Catholic priest Fr. Alexander Lucie-Smith enumerates the reasons he thinks Catholics would desire to become Anglicans.
Firstly, marriage, and in recent times, civil partnerships: Because the Anglican church will often bless unions the Catholic Church does not recognise, some people have gone to the vicar for weddings or services of blessing and then stayed with the vicar’s community.
In other words, a Catholic-to-Anglican convert is someone too lazy to do the work of remaining within an environment that exacts his or her patience beyond the point of conscience and especially when civil rights are in question.
Okay – sorry, go ahead:
Secondly, aesthetic reasons: I know of some who have decided that their pretty village church with its warm-hearted community is the place where they want to be. Many of these people, in my experience, have not been particularly religious. While they may consider themselves parishioners, they would but infrequently go to the Anglican Church.
Fr. Lucie-Smith’s main body of church experience is within an environment that privileges some other tradition over Catholicism (due to establishment). You can hear a little of the attendant vinegar in his voice when he describes the local Church of England parish church as “pretty.” But I hardly understand what a beautiful church building has to do with frequency of attendance, nor do I grasp why you wouldn’t want to be a part of something you consider “warm-hearted.” (And let’s not assume that visually unattractive churches are the only places to find unrelatable cold-fish Christians.)
Thirdly, church politics: usually when people have a blazing row with the parish priest over the positioning of the hymn board or some other cutting edge matter, they vamoose to another parish. Sometimes, though I have heard of only one case, they storm off “to join the other lot”, as they put it.
Pettiness, in other words, is a chief hallmark of an Anglican. “Anglican,” in this case, being a person not equipped for subtlety, but rather with a blunt imagination and the inability to carry on an adult relationship with another human being.
Fourthly, female ordination: some Catholic women have left the Church to join the Anglicans so that they can be ordained. Some lay people may have joined the Anglicans because they support female ordination.
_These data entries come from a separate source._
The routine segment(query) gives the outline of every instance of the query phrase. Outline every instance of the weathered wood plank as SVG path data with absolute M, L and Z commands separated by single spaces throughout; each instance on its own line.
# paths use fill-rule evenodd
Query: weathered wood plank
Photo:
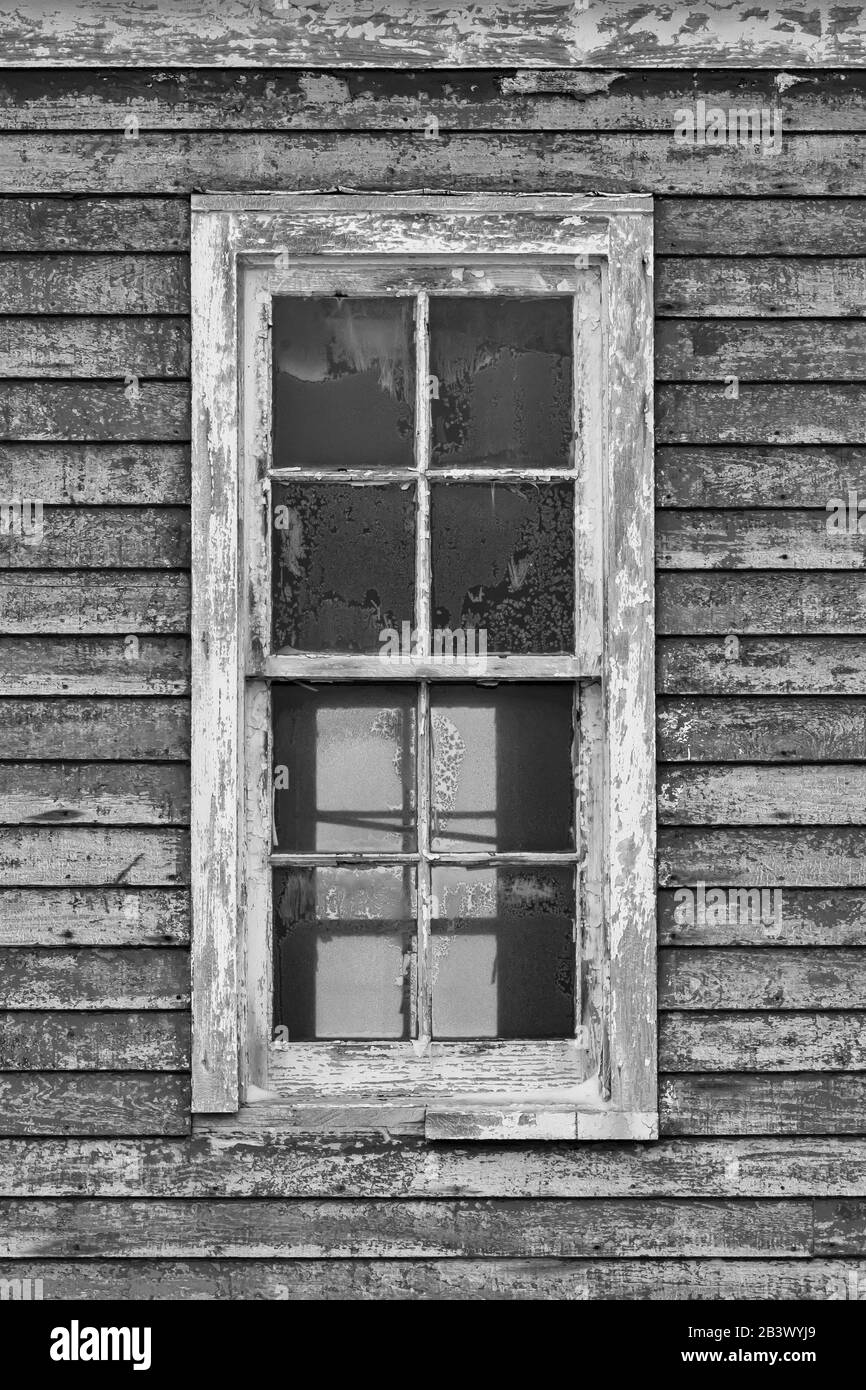
M 484 68 L 268 72 L 70 70 L 5 72 L 3 130 L 672 131 L 676 113 L 777 107 L 786 132 L 866 129 L 858 72 L 808 76 L 712 72 Z M 132 137 L 131 137 L 132 138 Z M 431 135 L 431 138 L 432 135 Z
M 671 1072 L 866 1071 L 864 1015 L 663 1014 L 659 1065 Z
M 3 1071 L 185 1071 L 189 1017 L 171 1013 L 3 1013 Z
M 174 1072 L 0 1073 L 0 1134 L 186 1134 L 189 1079 Z
M 65 1211 L 66 1208 L 63 1208 Z M 0 1203 L 0 1258 L 749 1257 L 811 1253 L 812 1209 L 784 1202 L 399 1199 Z
M 183 1009 L 189 1006 L 186 951 L 25 950 L 4 947 L 4 1009 Z
M 656 391 L 660 443 L 859 444 L 866 438 L 861 386 L 743 382 L 736 399 L 726 394 L 733 389 L 721 383 L 660 386 Z M 819 500 L 822 505 L 826 501 Z
M 792 1016 L 793 1017 L 793 1016 Z M 364 1112 L 354 1112 L 362 1115 Z M 4 1139 L 9 1197 L 866 1196 L 866 1140 L 430 1145 L 347 1112 L 287 1109 L 273 1128 L 196 1121 L 193 1141 Z M 342 1130 L 337 1121 L 342 1120 Z M 347 1128 L 348 1125 L 348 1128 Z
M 188 251 L 189 203 L 185 198 L 4 198 L 0 245 L 6 254 Z
M 817 499 L 816 499 L 817 500 Z M 848 518 L 829 530 L 835 513 L 820 510 L 660 511 L 656 517 L 659 569 L 862 569 L 866 534 L 856 502 Z M 864 499 L 866 500 L 866 499 Z M 843 529 L 844 528 L 844 529 Z
M 666 767 L 658 814 L 660 825 L 862 825 L 866 765 Z
M 2 204 L 0 204 L 2 206 Z M 187 506 L 182 444 L 0 444 L 9 497 L 45 506 Z
M 866 891 L 816 888 L 777 890 L 782 902 L 781 931 L 752 913 L 698 912 L 679 917 L 683 899 L 663 889 L 658 895 L 659 944 L 662 946 L 866 946 Z M 735 900 L 736 901 L 736 900 Z M 775 907 L 776 899 L 772 906 Z
M 179 318 L 2 318 L 3 377 L 188 377 Z
M 516 22 L 505 4 L 471 18 L 418 5 L 307 3 L 292 22 L 277 7 L 252 14 L 223 5 L 165 0 L 141 16 L 105 0 L 80 0 L 70 16 L 25 0 L 10 20 L 7 67 L 672 67 L 860 66 L 859 12 L 828 11 L 816 23 L 802 0 L 756 13 L 744 0 L 715 5 L 630 5 L 587 0 L 578 9 L 543 0 Z
M 862 1254 L 866 1247 L 866 1205 L 862 1201 L 828 1201 L 823 1196 L 815 1202 L 815 1254 Z
M 661 573 L 656 631 L 662 636 L 866 633 L 862 574 Z
M 784 900 L 784 890 L 782 892 Z M 784 920 L 784 901 L 782 904 Z M 866 952 L 723 951 L 667 948 L 659 954 L 662 1009 L 863 1009 Z M 712 1068 L 716 1070 L 716 1068 Z M 805 1059 L 797 1068 L 807 1071 Z
M 0 829 L 0 882 L 7 888 L 161 887 L 188 881 L 184 830 Z
M 657 714 L 659 757 L 670 762 L 853 763 L 866 756 L 866 700 L 666 698 Z M 792 776 L 808 781 L 814 773 L 832 781 L 860 775 L 857 768 L 835 767 L 796 773 L 780 768 L 762 775 L 773 778 L 777 772 L 780 788 L 793 787 Z M 823 785 L 824 794 L 832 791 Z M 822 783 L 816 780 L 814 786 L 820 798 Z M 847 795 L 841 782 L 839 791 Z
M 79 752 L 87 752 L 83 745 Z M 0 825 L 188 825 L 181 763 L 0 761 Z
M 866 695 L 858 637 L 663 637 L 656 647 L 663 695 Z M 780 711 L 781 713 L 781 711 Z
M 701 448 L 656 451 L 660 507 L 825 507 L 866 497 L 866 451 L 856 448 Z
M 681 146 L 673 132 L 408 134 L 194 132 L 0 135 L 0 192 L 183 194 L 295 190 L 585 191 L 797 197 L 866 192 L 862 134 L 760 145 Z M 508 177 L 503 171 L 508 170 Z M 856 273 L 856 272 L 855 272 Z M 753 304 L 753 316 L 762 306 Z M 669 312 L 669 310 L 665 310 Z M 16 310 L 23 312 L 23 310 Z M 69 312 L 59 307 L 55 313 Z M 88 312 L 84 309 L 83 312 Z M 89 312 L 93 312 L 92 308 Z M 134 309 L 115 312 L 136 312 Z M 145 312 L 180 312 L 177 308 Z M 694 311 L 693 311 L 694 312 Z M 800 313 L 806 312 L 802 308 Z M 820 312 L 814 310 L 813 312 Z M 846 314 L 856 314 L 851 306 Z
M 688 318 L 847 318 L 863 312 L 858 257 L 660 257 L 656 313 Z
M 14 696 L 187 695 L 181 637 L 0 637 L 0 692 Z
M 4 255 L 0 303 L 4 314 L 185 314 L 189 261 L 177 255 Z
M 182 889 L 0 889 L 3 947 L 187 945 Z
M 859 381 L 864 357 L 866 324 L 849 319 L 656 323 L 659 381 L 724 381 L 727 376 L 740 381 Z
M 800 826 L 659 830 L 659 884 L 866 887 L 866 830 Z
M 2 262 L 0 262 L 2 265 Z M 117 374 L 126 364 L 117 363 Z M 175 382 L 0 382 L 0 437 L 187 440 L 189 388 Z
M 44 1260 L 0 1277 L 46 1298 L 322 1302 L 856 1299 L 866 1262 L 749 1260 Z
M 661 197 L 655 233 L 659 256 L 866 254 L 859 198 Z
M 0 758 L 184 761 L 186 700 L 0 698 Z
M 136 634 L 126 650 L 137 665 L 137 634 L 189 631 L 189 577 L 156 570 L 2 570 L 0 631 Z
M 668 1076 L 660 1127 L 675 1134 L 858 1134 L 866 1076 Z
M 181 507 L 43 507 L 41 524 L 38 544 L 32 543 L 32 537 L 16 535 L 11 530 L 0 535 L 0 567 L 185 569 L 189 566 L 189 512 Z

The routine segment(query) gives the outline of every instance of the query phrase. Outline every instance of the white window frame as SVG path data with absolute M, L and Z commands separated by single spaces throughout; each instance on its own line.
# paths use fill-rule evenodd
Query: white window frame
M 488 288 L 500 277 L 575 296 L 575 656 L 491 655 L 485 679 L 575 683 L 578 821 L 591 827 L 562 856 L 578 875 L 578 1026 L 561 1042 L 454 1045 L 431 1042 L 422 1018 L 420 1044 L 287 1051 L 269 1041 L 268 681 L 392 674 L 377 656 L 269 652 L 271 296 L 327 293 L 335 275 L 344 292 L 394 293 L 396 279 L 423 318 L 427 286 L 442 292 L 442 277 L 466 265 L 484 269 Z M 644 196 L 193 198 L 194 1111 L 234 1112 L 262 1093 L 359 1103 L 366 1090 L 380 1105 L 383 1094 L 423 1104 L 430 1138 L 657 1137 L 652 270 Z M 455 285 L 459 275 L 448 293 Z M 423 517 L 423 363 L 417 376 Z M 429 651 L 422 615 L 419 626 Z M 448 672 L 422 658 L 410 677 L 425 676 Z M 424 785 L 422 768 L 420 796 Z M 419 971 L 428 947 L 422 906 Z

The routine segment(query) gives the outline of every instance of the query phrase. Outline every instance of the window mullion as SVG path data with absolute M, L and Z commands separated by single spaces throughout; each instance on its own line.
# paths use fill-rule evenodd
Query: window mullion
M 430 339 L 428 295 L 421 291 L 415 300 L 415 466 L 418 481 L 415 493 L 415 626 L 416 651 L 430 655 Z M 422 1043 L 432 1035 L 432 945 L 430 938 L 430 686 L 418 686 L 418 756 L 416 758 L 418 826 L 418 1038 Z

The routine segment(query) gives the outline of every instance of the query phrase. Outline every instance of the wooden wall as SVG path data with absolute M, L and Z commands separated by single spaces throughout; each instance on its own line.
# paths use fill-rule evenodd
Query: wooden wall
M 676 145 L 701 96 L 781 104 L 781 150 Z M 217 189 L 657 198 L 657 1145 L 191 1136 L 188 199 Z M 41 546 L 0 538 L 0 1276 L 866 1294 L 866 576 L 825 526 L 866 499 L 864 303 L 860 72 L 0 75 L 0 500 L 45 505 Z M 698 880 L 781 887 L 781 932 L 678 927 Z

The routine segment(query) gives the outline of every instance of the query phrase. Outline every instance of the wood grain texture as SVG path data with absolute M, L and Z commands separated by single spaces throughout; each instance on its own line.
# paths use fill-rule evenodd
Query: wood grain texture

Yes, some Catholic women have left to join the Anglicans to be ordained. Others have left with them, so that the women who are dear to them and are clearly so called can experience that ordination – not as some cheap novelty, but because they are the right people for that sacrament and the right people to serve the people of God.
The foregoing arguments mostly strike me as a pretty superficial reading of the situation. Not that marriage equality and women’s ordination aren’t tremendously important matters, but this only touches the surface, and in a painfully careless way.
Or at least it does if the list is thought to be exhaustive. I’m afraid Fr. Lucie-Smith presupposes that at the very least, the doctrine, structure, theology, preaching and music (indeed all the liturgy) of the Anglicans will be left wanting. In his world, Catholics become Anglicans in order to be more explicitly lazy, petty, irreligious, and heretical.
But of course, that’s just not the church we know. Is it?